Kröpfe
Unter einem Kropf (medizinisch: Struma) versteht man eine vergrößerte Schilddrüse, ausgelöst meistens durch eine unzureichende Jodzufuhr über eine längere Zeit (Jodmangelkropf). Häufig wandelt sich ein Teil des Gewebes knotig um. Solche Knoten können sich zwar auch in einer normal großen Schilddrüse bilden, sie finden sich jedoch häufiger in einer zur Struma vergrößerten Drüse. Je nach ihrer Aktivität unterscheidet man heiße und kalte Knoten.
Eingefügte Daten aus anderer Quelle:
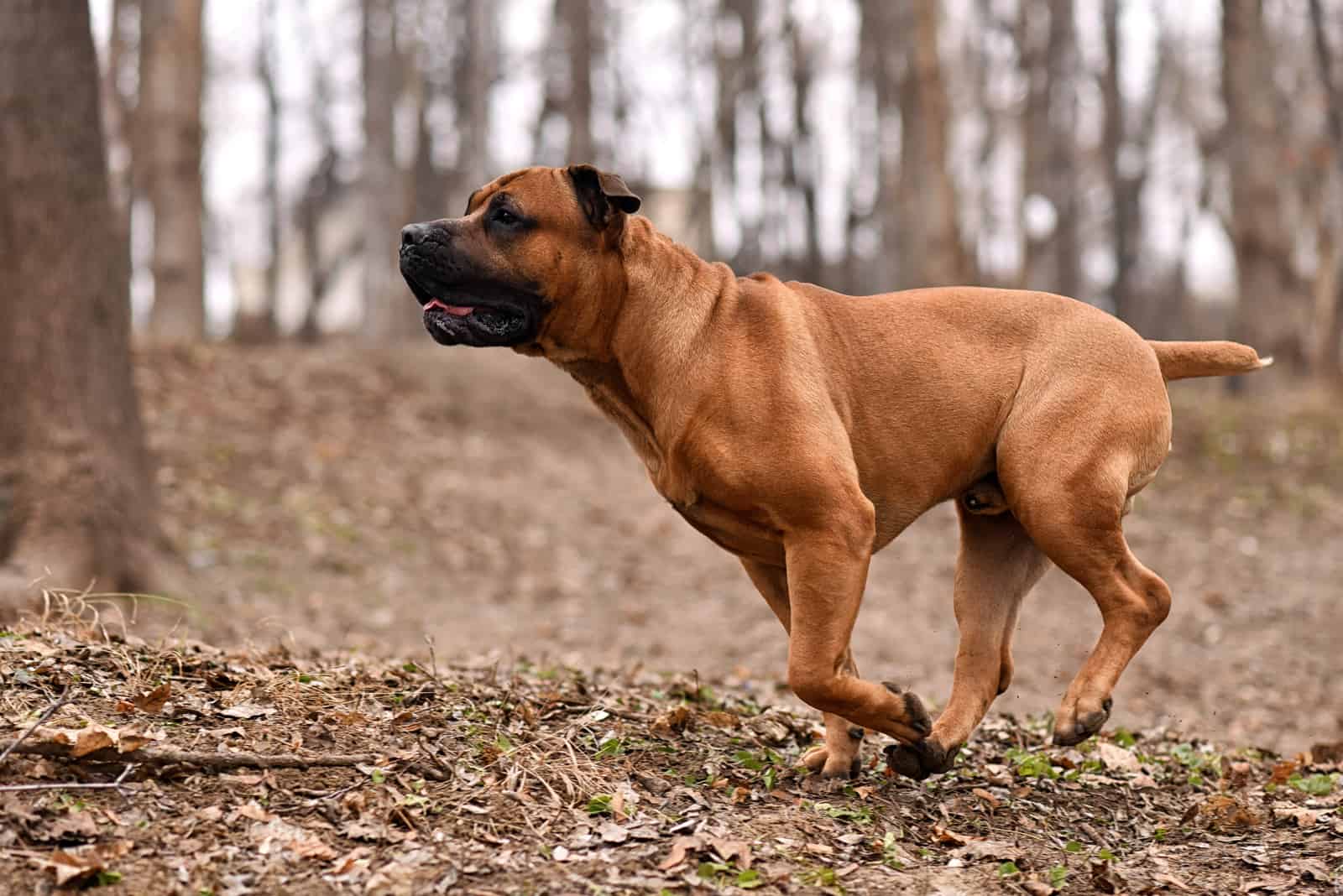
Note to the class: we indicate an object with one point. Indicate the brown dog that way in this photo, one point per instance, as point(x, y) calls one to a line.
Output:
point(802, 430)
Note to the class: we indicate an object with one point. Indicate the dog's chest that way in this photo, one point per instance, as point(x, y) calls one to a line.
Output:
point(725, 528)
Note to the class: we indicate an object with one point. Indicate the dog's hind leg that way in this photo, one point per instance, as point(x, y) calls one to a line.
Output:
point(1074, 517)
point(839, 755)
point(997, 566)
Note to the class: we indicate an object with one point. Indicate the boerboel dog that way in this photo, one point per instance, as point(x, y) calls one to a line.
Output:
point(802, 430)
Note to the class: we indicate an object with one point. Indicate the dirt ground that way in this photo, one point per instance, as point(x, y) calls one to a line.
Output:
point(342, 497)
point(188, 768)
point(447, 575)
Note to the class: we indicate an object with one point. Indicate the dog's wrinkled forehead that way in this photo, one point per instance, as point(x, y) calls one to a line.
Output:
point(527, 185)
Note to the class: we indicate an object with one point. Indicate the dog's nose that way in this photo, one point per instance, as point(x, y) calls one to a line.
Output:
point(414, 233)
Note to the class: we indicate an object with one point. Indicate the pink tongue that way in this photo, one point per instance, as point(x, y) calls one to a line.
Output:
point(460, 310)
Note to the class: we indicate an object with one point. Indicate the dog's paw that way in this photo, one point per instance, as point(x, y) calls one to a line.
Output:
point(1084, 726)
point(920, 759)
point(839, 766)
point(915, 715)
Große Kröpfe gehören nicht mehr wie früher zum täglichen Anblick. Doch diese vermeintliche Schilddrüsengesundheit der Bevölkerung täuscht. Ein Kropf kann nämlich auch dann vorliegen, wenn noch nichts zu sehen oder im Hals zu spüren ist: So sind „Kröpfe im Verborgenen“ heute ein häufiges Problem, das beim Arzt routinemäßig angesprochen werden sollte. Druck- und Engegefühl am Hals können als erstes Zeichen auftreten, doch typisch ist es eher, dass der Betroffene zunächst gar nichts davon merkt. Anders als die Hormonstörung können Knoten auch meist nicht bei der Blutuntersuchung gefunden werden. Der Hausarzt sollte vor allem im fortgeschrittenen Lebensalter deshalb zusätzlich zur Laborkontrolle regelmäßig um eine Tastuntersuchung der Schilddrüse gebeten werden.
Kröpfe sind zwar nicht erblich, kommen in manchen Familien aber häufiger vor. Möglicherweise ist in diesen Familien eine „schlechtere Verwertung“ des Jodangebots genetisch bedingt.